Ночь, молотьба. Чувствую, что Михаил заснул на мостике. Бегу, стараясь не растрясти его сон, минутное его забытье.
Верю, что не умру. Моя жизнь, бесконечная в прошлом, бесконечна и в будущем. Залогом тому бесцветная безымянная сталь, из которой я состою. Я бессмертен в бессмертном мире. Я самоходный комбайн с заводским шестизначным клеймом, построенный для временной цели, но мое бессмертие в том, что я создан из стали, готовой распустить в огне все клейма, формы и цели, – той стали, что бесцветно кипит под камнями и травами в бездне земли, реет в голубизне метеорами, наполняет мир неслышной магнитной музыкой.
Михаил заснул за штурвалом. Ему снятся мать и отец, оба молодые, нарядные, играющие с ним на траве.
Я тоже заснул на бегу. Мне приснился корабль, белоснежный, в разноцветных флагах, плывущий по синей воде. И такая любовь к кораблю, к слюдяному дрожанию над трубами, к красному поясу вдоль сильного белого тела.
Очнулся. Молотьба. Смешанный с гарью дождь. Михаил, хрипя и кашляя, жмет на рычаги и педали…»
Роман, который задумал писать Коробейников, казался важнее жизни. Ибо в романе, а не в жизни могло содержаться открытие, явленное ему в откровении. Открытие, во имя которого Господь наделил его талантом художника и послал проживать эту жизнь. Ждет его возвращения по другую сторону жизни.
«Он погибал эти годы. Так черная буря падает на готовое к севу поле. Терзает его и сосет, выхватывая соки и силы, выскабливая до твердых песчаников. И там, где замаслен хлеб, – красная лебеда и полынь тянут из камня жар. Так выгорал Михаил.
Он являлся захмелевший и шаткий. Рылся, бормоча, в инструментах. Вдруг запевал хриплую песню или забывался на грязной ветоши. Однажды выхватил ключ и принялся бить меня свирепо и тупо, кляня и ругаясь. А то прижмется лбом к моему железу и плачет.
В нем что-то обломилось, опадало и гибло.

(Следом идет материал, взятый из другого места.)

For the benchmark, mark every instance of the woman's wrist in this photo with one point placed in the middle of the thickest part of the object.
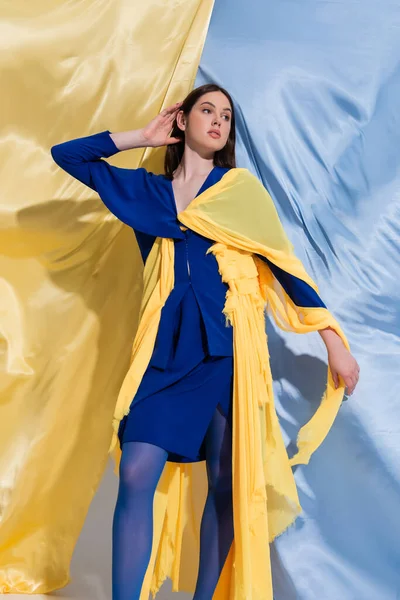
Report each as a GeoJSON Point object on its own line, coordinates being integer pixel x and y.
{"type": "Point", "coordinates": [331, 339]}
{"type": "Point", "coordinates": [126, 140]}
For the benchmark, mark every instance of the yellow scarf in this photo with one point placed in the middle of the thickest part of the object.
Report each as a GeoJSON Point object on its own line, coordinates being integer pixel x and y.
{"type": "Point", "coordinates": [239, 214]}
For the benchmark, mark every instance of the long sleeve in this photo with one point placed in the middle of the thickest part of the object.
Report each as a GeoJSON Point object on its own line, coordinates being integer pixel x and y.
{"type": "Point", "coordinates": [136, 197]}
{"type": "Point", "coordinates": [297, 289]}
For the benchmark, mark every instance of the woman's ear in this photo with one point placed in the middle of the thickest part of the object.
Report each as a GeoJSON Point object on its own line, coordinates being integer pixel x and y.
{"type": "Point", "coordinates": [181, 120]}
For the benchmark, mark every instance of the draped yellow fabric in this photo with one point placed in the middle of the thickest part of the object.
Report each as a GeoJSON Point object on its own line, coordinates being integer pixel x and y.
{"type": "Point", "coordinates": [70, 272]}
{"type": "Point", "coordinates": [239, 214]}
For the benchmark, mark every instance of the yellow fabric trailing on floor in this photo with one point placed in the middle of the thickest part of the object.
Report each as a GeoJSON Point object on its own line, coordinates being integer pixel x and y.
{"type": "Point", "coordinates": [70, 272]}
{"type": "Point", "coordinates": [240, 216]}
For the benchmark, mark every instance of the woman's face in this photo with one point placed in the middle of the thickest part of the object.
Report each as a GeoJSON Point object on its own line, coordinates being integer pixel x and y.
{"type": "Point", "coordinates": [211, 113]}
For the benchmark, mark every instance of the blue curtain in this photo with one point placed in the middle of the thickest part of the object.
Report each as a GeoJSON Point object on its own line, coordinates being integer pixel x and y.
{"type": "Point", "coordinates": [317, 90]}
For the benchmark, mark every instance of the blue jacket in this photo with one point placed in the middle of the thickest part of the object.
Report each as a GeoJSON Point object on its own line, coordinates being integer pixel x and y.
{"type": "Point", "coordinates": [145, 201]}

И вдруг затихло, будто наступила зима. Он нес свою зиму несколько лет сквозь весны и жатвы, и трудно было понять, что там под снегом – застывшие зерна или пустая стерня.
Однажды, на третий год, когда выходили на ниву, он свернул с большака к кладбищу. Остановился пред чистой могилой с серебристой невысокой оградкой. Слез, бережно поставил стеклянную банку с цветами.
– Валя, слышишь меня? Это от меня и от Настеньки…
И я понял, что зима его подходит к концу, и в сонных зернах начинается рост и движение.
Каждую осень бывает день, которого жду не дождусь. Воздушная даль над хлебами начинает волноваться сильнее. В ней, в синеве, возникает движение, плотное стремление и бег горячих тел и голов. Сайгачий табун, отделяясь от горизонта, мчит по хлебам. Рогачи взмывают свечами, озирая путь впереди, подгибая тонкие ноги. Самки чутко хватают ноздрями разорванный воздух, окружают серпом молодняк, уводя его к югу.
Смотрю им вслед, молю, чтобы их миновали встречные залпы.
Нива, казавшаяся бесконечной, стала быстро убывать. Две-три тонкие последние строчки. Бушевала, и вот ее нет, превратилась в зерно. Но и его уже нет, остались лишь сожаление о зерне и о ниве, огромная пустота и усталость.
Я затих. Михаил Коробейников сидел, распустив пятерни, закрыв глаза, в которых было кружение, мелькание.
Тонко запела труба. Пионеры шли по стерне. Окружили комбайн. И, чувствуя, как умираю, я старался запомнить: сжатая степь, желтая над степью заря, в ней черная стая галок, девочка с красным галстуком. Протягивает моему комбайнеру зябкий букетик:
– Папка, это тебе… Прокати меня, папка…
Он посадил ее рядом на мостик. Из последних тающих сил я покатился, сжиная тонкую гриву пшеницы. И вдруг лошадиный череп, попавший мне под колеса, радостно и тихо проржал. И брызнуло светом, и мне показалось, что из усталого, старого тела у меня вырастают красные крылья, и в счастливой буре мы несемся под белой тучей. Внизу пшеничная, не имеющая очертания нива, и мы никогда не умрем».